Adelspredikaten en het recht op een naam
Tegenwoordig speelt het adelspredicaat nog steeds een belangrijke rol in de juridische context. Er is echter geen specifieke adelswet meer. Het adelspredicaat is veeleer onderworpen aan het naamrecht. Zo is het voor u gemakkelijker om een adellijke naam te krijgen en die vervolgens ook te dragen.
De verwerving van het adelspredicaat is op verschillende manieren denkbaar. Veel voorkomend is de verkrijging van de naamsaanvulling door geboorte, naamswijziging, huwelijk of adoptie. Er zijn echter ook talrijke combinaties en individuele gevallen. In de regel kan men de adellijke titel echter niet uitsluitend met een verzoekschrift verkrijgen. Dit is alleen onder zeer strikte voorwaarden toegestaan. Een geestelijke belasting is vereist, zodat de toevoeging van de naam verplicht moet zijn voor uw geestelijke gezondheid. Een dergelijk bewijs, uitsluitend gebaseerd op een naam die niet van adel is, is aantoonbaar moeilijk. Toch is het heel goed mogelijk om een adellijke titel te verwerven en ermee te leuren.
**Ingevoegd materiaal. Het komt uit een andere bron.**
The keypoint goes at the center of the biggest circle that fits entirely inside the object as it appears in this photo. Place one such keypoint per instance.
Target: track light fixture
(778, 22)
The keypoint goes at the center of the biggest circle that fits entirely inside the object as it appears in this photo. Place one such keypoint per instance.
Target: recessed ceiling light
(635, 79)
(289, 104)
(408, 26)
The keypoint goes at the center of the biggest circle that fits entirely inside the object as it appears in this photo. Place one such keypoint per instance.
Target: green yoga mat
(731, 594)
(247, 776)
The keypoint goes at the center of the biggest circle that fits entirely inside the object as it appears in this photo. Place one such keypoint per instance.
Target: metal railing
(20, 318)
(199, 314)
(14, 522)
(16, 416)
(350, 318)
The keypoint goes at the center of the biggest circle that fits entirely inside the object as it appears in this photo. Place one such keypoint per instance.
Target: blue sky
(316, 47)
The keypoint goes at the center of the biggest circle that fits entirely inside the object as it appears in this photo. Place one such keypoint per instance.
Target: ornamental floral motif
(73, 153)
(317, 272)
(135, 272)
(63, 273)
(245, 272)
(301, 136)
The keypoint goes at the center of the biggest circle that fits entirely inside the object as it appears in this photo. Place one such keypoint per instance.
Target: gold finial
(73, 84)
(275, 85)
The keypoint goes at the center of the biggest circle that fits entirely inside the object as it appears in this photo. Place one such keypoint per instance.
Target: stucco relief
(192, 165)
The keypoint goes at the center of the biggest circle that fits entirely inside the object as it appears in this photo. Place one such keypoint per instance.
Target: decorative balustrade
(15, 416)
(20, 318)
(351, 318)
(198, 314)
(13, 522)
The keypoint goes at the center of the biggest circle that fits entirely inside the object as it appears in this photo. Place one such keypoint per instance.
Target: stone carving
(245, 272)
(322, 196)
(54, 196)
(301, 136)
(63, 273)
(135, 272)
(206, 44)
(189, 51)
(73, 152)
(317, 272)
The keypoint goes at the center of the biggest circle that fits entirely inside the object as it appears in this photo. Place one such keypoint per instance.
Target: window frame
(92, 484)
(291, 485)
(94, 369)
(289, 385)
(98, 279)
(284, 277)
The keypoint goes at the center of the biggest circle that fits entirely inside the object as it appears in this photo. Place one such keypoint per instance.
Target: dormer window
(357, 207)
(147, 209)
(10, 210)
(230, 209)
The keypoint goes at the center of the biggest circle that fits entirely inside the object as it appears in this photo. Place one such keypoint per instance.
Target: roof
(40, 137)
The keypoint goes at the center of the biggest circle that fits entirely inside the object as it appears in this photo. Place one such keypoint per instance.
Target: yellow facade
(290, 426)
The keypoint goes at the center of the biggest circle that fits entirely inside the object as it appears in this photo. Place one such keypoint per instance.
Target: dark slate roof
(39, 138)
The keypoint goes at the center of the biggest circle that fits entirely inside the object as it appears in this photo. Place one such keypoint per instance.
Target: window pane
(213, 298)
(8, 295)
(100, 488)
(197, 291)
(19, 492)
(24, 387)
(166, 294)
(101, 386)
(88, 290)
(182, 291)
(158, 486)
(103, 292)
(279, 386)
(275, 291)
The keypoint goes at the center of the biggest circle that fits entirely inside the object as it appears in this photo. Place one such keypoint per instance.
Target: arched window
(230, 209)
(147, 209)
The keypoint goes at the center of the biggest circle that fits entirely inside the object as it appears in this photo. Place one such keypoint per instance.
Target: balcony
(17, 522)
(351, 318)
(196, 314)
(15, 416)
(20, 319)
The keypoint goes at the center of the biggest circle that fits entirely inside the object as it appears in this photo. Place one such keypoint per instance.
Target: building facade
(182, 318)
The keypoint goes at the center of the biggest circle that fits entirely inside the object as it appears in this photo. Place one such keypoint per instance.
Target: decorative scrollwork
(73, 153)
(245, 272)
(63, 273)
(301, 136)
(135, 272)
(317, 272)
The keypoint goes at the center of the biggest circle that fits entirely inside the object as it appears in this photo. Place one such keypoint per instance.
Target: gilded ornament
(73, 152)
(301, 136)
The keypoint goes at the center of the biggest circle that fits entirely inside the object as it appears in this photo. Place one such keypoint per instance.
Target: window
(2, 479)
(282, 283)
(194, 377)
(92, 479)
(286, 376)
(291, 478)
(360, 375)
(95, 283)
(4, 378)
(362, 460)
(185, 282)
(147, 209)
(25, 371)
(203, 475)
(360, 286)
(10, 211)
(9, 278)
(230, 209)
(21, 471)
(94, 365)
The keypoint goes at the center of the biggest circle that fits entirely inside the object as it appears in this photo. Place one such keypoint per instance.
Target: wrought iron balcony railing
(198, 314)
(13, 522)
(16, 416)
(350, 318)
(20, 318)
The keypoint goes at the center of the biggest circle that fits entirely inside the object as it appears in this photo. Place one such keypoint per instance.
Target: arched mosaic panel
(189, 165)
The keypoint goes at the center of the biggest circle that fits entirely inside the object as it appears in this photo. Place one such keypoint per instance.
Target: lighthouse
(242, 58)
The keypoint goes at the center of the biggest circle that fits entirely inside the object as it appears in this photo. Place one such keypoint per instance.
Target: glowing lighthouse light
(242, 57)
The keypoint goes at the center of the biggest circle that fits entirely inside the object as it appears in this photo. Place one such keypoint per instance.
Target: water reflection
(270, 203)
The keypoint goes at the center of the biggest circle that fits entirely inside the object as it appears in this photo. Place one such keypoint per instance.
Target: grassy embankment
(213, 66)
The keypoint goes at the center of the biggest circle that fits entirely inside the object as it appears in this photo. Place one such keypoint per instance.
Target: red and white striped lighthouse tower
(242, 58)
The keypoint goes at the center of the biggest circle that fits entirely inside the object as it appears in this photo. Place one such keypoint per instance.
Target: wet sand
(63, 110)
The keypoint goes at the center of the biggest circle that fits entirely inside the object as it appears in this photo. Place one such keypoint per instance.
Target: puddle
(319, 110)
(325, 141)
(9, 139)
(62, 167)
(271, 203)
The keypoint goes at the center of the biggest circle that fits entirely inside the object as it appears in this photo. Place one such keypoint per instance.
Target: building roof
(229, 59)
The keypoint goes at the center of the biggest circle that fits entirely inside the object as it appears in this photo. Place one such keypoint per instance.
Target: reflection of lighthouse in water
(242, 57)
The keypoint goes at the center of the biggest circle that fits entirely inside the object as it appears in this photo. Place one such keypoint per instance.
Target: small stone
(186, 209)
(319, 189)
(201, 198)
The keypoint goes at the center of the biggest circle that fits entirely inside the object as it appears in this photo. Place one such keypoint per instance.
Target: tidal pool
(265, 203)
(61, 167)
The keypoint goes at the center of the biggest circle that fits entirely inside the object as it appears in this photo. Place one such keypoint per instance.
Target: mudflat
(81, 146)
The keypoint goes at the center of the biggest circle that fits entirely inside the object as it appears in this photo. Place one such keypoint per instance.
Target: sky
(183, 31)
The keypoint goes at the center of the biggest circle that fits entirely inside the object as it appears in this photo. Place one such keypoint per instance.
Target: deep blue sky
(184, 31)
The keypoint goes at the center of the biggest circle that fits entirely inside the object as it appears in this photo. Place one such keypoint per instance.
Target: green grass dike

Verkrijgen adellijke titel door huwelijk, geboorte en adoptie
Hoe word ik een edelman? Wat betekent lidmaatschap van de adel? In principe is een predikaat van adeldom niet voldoende om adellijk te worden. De loutere predicaten "van" en "tot" zijn niet bepalend voor het behoren tot de adel en de eerste indrukken. Om tot de adelstand te worden verheven, is veeleer een echte adellijke titel vereist.
Vandaag de dag is het verkrijgen van een klassieke adellijke titel en de toegang tot de adelstand slechts gemakkelijk mogelijk voor vrouwen die de adellijke titel door huwelijk verwerven. In geval van echtscheiding gaat de titel echter even snel verloren. Bovendien is de overdracht van de titel door de vrouw aan haar kinderen of de volgende echtgenoot niet toegestaan. Alleen wettige kinderen worden als edelen beschouwd en kunnen dus tot de adelstand opstijgen. Adoptie is echter een andere manier om daadwerkelijk in de adelstand te treden.
Koop nobele titel - nobel door aankoop
Is het mogelijk om een adellijke titel te kopen? Kan iemand echt een nobele worden door een groot fortuin? Wie tot de adelstand wil toetreden en een echte adellijke titel wil dragen, kan de weg van het huwelijk of de adoptie bewandelen. In sommige gevallen komt het voor dat een adoptie plaatsvindt vanwege hoge aankoopbedragen. Een prominent voorbeeld is prins Marcus van Anhalt, die zich liet adopteren en zo een adellijke titel kreeg. De aankoop van een adoptie houdt echter een groot risico in. Dit is in principe immoreel, zodat alle gemaakte afspraken nietig zijn.
Een verstandig alternatief is dus om bij ons een adellijke titel te kopen. U mag deze titel als een adellijke titel gebruiken en als een soort artiestennaam gebruiken. Er zijn geen grenzen aan het gebruik ervan - contracten tekenen of hotelkamers boeken is evenzeer toegestaan onder uw nieuwe adellijke titel. Bovendien krijgt u een authentiek benoemingscertificaat en uw eigen wapenschild - zonder enig risico.